If you thought that my lesson would somehow be less interesting or technical than had I asked to learn the system Cummings et al. have been using to such great effect, you would be wrong -- very wrong. 

A Painful (But Valuable) Lesson 

What followed a simple request -- to look at the control points and finishing details of one submission, without set-ups or counters to my opponent's escapes -- became one of the most enlightening and fascinating experiences in the decade-plus period I have been practicing jiu-jitsu. Subtle details were revealed and points of key importance reinforced. 

In addition to being one of the most interesting experiences, it was also one of the most painful. Danaher would demonstrate the technique on me before I drilled it with my partner, and I have rarely been in such pain or tapped so quickly to a simple footlock. It wasn't simply painful: I tapped because my foot felt like it would implode and detach itself from my lower leg at the same time. He apologized at times for the suffering that was to follow, but I brushed it off. I knew what I was getting myself into when I signed up. I was sure it would be worth it, and I was right. 

We moved swiftly yet steadily through a logical progression of subtle changes to the grips and positioning that continuously refined the overall technique. There was a clearly-planned methodology and systematic approach at work here.

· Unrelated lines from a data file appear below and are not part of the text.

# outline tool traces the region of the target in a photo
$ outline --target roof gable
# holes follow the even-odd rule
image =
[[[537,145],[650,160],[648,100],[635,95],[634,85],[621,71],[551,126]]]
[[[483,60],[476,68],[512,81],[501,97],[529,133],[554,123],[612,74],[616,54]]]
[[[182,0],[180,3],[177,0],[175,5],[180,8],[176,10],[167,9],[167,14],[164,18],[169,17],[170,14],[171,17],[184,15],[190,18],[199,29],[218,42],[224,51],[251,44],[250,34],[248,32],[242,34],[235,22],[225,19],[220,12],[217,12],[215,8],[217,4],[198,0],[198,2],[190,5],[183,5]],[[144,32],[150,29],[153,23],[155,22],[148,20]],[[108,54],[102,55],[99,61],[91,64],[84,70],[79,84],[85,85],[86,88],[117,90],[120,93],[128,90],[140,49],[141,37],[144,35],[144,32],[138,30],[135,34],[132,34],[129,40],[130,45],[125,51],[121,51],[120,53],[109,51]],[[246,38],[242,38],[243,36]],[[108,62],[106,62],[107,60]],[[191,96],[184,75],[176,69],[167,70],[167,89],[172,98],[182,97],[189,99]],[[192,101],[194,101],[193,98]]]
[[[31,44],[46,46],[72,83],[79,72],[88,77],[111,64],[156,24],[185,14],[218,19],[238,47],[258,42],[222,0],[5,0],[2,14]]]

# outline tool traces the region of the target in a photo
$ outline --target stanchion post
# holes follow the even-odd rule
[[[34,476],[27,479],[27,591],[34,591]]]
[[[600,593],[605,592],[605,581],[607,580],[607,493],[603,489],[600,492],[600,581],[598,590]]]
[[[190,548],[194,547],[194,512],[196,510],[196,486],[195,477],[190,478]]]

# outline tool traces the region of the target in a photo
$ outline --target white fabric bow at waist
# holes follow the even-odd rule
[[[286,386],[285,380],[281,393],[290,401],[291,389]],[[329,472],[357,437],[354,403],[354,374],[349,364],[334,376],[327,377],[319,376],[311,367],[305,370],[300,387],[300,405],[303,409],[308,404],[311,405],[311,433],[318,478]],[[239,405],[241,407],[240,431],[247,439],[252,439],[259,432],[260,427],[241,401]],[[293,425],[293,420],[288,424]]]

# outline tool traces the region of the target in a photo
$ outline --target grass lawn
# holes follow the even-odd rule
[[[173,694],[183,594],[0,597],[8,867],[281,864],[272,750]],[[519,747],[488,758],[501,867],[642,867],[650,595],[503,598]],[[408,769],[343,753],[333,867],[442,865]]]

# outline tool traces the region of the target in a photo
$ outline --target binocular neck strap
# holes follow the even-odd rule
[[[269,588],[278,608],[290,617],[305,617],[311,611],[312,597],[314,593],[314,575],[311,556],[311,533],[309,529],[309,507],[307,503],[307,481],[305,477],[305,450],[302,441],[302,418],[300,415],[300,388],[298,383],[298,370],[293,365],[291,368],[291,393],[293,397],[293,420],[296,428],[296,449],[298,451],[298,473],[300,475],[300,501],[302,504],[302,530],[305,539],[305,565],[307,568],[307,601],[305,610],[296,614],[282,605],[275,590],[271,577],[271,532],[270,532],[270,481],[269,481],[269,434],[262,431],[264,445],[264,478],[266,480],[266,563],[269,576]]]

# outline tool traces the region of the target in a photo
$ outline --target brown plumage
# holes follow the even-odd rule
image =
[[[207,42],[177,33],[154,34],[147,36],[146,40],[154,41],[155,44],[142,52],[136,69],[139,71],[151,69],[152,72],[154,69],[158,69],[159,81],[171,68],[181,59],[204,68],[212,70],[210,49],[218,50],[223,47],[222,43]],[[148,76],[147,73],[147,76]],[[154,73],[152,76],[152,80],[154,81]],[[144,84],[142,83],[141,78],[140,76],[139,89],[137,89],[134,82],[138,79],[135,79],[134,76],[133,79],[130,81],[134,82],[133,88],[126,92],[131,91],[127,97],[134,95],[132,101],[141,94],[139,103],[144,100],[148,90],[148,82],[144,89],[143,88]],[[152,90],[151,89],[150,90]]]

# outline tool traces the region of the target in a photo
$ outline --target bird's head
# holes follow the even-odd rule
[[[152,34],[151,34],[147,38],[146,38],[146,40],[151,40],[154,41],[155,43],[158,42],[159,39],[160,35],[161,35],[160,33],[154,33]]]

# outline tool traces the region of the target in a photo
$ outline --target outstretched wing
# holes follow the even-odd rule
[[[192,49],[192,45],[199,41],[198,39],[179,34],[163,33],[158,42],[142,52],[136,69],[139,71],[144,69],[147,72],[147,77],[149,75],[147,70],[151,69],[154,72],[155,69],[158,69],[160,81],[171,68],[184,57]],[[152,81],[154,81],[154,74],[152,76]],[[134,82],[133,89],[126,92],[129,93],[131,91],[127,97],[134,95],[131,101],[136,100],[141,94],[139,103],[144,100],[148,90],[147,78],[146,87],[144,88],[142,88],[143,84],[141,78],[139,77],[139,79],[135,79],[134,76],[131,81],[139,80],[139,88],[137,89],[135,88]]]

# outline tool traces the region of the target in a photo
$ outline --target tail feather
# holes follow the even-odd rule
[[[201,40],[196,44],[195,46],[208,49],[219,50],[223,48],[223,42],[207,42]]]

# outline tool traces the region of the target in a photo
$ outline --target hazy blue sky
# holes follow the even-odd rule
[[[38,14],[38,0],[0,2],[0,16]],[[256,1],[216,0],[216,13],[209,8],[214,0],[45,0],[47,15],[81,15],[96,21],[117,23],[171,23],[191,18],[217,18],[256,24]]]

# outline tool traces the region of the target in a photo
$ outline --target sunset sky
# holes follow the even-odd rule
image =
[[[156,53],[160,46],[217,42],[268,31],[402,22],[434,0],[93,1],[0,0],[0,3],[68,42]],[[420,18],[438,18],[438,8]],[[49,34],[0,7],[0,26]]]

nullAll of this with no forewarning, no preparation: Danaher's readiness to thoroughly teach the crucial details of a relatively simple technique is clear evidence of his deep understanding and knowledge of the mechanics of jiu-jitsu. 

What did I learn? Truthfully, nothing that I hadn't seen before. The devil is in the details of course. Changing which part of my forearm I use to slice the Achilles tendon by an inch. Not pinching my elbow back but taking it to my hip. Covering one foot with the other to prevent my opponent from moving around to my back. Simple stuff, but the kind of thing it's easy to overlook in this era of complicated inverted back-takes. It's the kind of thing people refer to as 'invisible' jiu-jitsu -- it's right there in front of you, but you probably never even noticed.

I hastily scribbled notes in an effort to retain as much of the information as possible, fearful that I would lose any of the precious details that had been passed to me. Looking back over them, I can hear Danaher's soft Kiwi accent breaking the techniques down into their component steps. 

My Private Lesson with John Danaher 

When I told people I had managed to get a private lesson with John, they would look at me with wide eyes and ask about the experience. My answer was always the same: it was worth every mile travelled, every penny spent and every effort made. And should the opportunity come up I would do it all over again.